The Machine Learning Group 2022 is an international platform that aims to advance the use of ML in the official statistics field. The ML Group 2022 brings together more than 400 people from 35+ different countries and 20+ international organizations and is coordinated by the UK Office for National Statistics Data Science Campus and the UNECE HLG-MOS. The objectives of the Group include: 

  • Knowledge exchange: Joining a group to share knowledge and experience on a topic of common interest on a regular basis. (e.g. a study group or discussion group)
  • Research support. Providing feedback and advice to other ML Group members working on their own research projects, or receiving input on your own project.
  • Research collaboration. Working on a common topic or data set with other group members with a primary aim of delivering the output together

The ML Group 2022 is focusing its activities on a number of key themes which are important to advancing our understanding of the added value of ML for official statistics and how it can best be integrated into statistical systems. Members have formed small groups to work together on knowledge exchange and research activities aimed at delivering common outputs. The groups are organised and run by members themselves, who contribute in different ways depending on their interests and the objectives of the group. The summary of group activities can be found in "ML Group 2022 Theme Group Outputs" panel below. 

The monthly ML Group meetings throughout the year provided a platform where members can share experiences, build connections and keep up to date with the new developments (see “ML Group 2022 Monthly Meeting Presentations” panel below for more information). The Group also ran three Coffee and Coding events, two of them are available (see "Coffee and Coding Session" panel below). 
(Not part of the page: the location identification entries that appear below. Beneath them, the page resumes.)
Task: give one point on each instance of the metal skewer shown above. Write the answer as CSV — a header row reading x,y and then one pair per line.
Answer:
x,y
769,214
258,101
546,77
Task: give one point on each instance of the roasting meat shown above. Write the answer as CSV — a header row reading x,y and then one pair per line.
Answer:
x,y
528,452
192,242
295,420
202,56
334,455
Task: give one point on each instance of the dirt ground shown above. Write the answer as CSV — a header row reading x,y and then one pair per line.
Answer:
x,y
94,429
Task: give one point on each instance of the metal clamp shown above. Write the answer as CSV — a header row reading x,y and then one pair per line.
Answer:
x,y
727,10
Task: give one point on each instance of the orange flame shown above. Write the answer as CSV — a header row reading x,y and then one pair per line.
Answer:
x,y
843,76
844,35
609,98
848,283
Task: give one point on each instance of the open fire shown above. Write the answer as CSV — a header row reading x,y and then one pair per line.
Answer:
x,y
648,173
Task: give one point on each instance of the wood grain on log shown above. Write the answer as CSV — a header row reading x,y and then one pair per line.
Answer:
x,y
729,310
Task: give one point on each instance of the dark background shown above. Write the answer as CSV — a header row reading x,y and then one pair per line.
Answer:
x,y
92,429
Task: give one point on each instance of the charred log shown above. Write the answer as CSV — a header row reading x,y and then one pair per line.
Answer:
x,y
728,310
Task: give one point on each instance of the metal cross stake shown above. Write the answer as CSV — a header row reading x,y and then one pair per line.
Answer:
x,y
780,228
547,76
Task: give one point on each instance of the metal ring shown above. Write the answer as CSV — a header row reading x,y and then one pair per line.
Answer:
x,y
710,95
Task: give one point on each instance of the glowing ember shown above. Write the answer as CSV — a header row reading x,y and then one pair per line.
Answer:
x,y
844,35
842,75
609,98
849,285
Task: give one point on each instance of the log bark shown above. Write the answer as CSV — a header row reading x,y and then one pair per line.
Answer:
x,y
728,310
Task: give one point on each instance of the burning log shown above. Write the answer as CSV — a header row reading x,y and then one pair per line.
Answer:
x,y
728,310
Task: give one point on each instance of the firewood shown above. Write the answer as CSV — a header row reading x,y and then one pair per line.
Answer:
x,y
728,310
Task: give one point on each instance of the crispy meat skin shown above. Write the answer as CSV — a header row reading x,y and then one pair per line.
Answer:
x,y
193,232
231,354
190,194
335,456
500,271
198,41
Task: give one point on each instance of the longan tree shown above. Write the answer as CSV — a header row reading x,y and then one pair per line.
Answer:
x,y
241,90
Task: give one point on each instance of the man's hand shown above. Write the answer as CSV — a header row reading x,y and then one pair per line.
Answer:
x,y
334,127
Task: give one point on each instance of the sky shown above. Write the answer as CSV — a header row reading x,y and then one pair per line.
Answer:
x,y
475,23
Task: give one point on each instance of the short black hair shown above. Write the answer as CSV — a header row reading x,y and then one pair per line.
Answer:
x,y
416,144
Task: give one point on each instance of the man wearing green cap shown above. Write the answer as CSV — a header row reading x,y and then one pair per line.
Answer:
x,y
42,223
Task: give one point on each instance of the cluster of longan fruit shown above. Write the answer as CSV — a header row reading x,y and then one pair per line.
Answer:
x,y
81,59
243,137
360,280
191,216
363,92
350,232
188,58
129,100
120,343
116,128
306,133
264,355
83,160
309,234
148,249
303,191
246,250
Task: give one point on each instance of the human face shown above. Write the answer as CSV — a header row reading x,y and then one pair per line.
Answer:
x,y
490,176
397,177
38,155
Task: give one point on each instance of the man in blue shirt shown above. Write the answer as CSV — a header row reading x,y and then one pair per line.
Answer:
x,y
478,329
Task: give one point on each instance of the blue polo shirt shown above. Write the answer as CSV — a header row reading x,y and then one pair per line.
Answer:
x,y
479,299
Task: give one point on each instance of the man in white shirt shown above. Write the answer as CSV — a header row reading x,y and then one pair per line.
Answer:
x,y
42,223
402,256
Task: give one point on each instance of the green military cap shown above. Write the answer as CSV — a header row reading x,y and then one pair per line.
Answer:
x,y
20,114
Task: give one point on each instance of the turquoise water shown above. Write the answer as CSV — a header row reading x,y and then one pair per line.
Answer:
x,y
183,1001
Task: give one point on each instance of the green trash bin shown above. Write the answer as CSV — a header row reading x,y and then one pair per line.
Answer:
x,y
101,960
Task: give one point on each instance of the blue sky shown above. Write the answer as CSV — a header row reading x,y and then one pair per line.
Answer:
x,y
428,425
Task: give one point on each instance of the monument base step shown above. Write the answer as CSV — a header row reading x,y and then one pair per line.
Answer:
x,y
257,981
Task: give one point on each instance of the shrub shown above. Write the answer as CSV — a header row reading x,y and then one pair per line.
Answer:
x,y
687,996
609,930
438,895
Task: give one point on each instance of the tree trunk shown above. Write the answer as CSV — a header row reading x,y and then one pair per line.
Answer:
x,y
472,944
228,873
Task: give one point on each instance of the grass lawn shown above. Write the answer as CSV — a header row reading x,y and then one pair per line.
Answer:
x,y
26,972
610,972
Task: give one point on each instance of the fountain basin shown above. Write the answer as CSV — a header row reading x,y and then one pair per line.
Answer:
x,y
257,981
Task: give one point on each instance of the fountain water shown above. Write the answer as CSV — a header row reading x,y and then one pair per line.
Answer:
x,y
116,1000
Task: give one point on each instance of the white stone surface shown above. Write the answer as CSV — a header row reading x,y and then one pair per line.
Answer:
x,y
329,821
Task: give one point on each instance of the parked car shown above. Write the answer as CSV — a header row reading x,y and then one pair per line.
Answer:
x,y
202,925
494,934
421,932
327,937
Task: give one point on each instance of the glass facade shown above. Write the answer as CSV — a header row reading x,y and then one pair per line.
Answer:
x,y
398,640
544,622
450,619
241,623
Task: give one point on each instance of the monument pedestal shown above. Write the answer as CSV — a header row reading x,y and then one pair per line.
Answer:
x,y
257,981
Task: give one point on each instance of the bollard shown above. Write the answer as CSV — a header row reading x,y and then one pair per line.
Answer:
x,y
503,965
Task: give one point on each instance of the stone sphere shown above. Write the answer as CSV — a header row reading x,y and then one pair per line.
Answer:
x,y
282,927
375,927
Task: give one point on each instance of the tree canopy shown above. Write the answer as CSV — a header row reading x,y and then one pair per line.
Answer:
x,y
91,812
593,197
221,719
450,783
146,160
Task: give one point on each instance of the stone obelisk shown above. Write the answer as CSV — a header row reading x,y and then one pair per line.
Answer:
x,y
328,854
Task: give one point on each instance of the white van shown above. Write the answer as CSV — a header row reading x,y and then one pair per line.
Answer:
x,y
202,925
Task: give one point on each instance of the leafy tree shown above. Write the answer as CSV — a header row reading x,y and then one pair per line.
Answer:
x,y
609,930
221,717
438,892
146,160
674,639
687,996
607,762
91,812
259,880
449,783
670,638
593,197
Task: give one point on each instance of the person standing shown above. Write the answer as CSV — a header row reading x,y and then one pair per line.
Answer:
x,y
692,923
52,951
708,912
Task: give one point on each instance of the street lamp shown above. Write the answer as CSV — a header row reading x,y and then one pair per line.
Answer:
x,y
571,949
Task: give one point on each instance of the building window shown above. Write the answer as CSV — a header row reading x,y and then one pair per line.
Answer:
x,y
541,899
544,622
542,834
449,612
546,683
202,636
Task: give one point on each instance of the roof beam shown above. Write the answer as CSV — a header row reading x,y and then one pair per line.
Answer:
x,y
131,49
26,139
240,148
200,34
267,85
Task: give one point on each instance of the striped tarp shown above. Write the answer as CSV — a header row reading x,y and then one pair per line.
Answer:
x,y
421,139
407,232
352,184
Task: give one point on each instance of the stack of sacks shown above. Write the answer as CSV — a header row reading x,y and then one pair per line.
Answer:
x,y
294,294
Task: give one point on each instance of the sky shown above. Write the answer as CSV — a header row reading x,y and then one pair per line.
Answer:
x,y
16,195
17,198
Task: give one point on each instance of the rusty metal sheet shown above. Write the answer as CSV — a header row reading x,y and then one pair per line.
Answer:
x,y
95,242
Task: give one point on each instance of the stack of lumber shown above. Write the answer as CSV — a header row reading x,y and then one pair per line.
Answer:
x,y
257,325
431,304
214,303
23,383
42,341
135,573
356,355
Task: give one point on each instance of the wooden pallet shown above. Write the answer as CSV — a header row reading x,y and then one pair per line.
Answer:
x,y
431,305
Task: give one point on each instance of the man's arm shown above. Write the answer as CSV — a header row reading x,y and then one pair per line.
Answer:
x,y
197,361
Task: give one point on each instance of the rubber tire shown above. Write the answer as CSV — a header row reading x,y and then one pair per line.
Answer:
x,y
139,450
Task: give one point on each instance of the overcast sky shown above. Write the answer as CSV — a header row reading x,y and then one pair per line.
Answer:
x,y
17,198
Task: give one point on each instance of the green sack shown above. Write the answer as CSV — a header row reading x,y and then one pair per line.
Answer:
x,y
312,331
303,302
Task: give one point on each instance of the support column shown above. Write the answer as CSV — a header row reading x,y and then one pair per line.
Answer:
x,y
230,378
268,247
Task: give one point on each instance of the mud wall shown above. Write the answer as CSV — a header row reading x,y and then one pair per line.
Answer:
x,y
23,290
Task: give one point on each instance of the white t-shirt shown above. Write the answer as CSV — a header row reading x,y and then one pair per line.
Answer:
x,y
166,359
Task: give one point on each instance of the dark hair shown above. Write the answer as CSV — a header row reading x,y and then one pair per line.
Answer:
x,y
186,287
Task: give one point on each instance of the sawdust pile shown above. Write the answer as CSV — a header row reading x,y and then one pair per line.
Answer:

ML Group 2022 Theme Group Outputs

Theme Group - Web-scraped Data

Led by Statistics Flanders 

The web holds a great potential to complete the traditional statistical production as it contains an immense amount of information that is relevant for almost any policy domain. However, transforming web data to trustworthy statistics is not straightfoward with numerous technical and methodological challenges. In the Theme Group, three organisations, Statistics Flanders, Statistics Poland and Turkish Statistical Institute, implemented experimental statistics using web scraped data in parallel for the production of identifying companies engaging in AI activity, R&D activity, corporate social responsibility activity respectively.

Click here for full report to read more about the implementation studies from the three organisations. 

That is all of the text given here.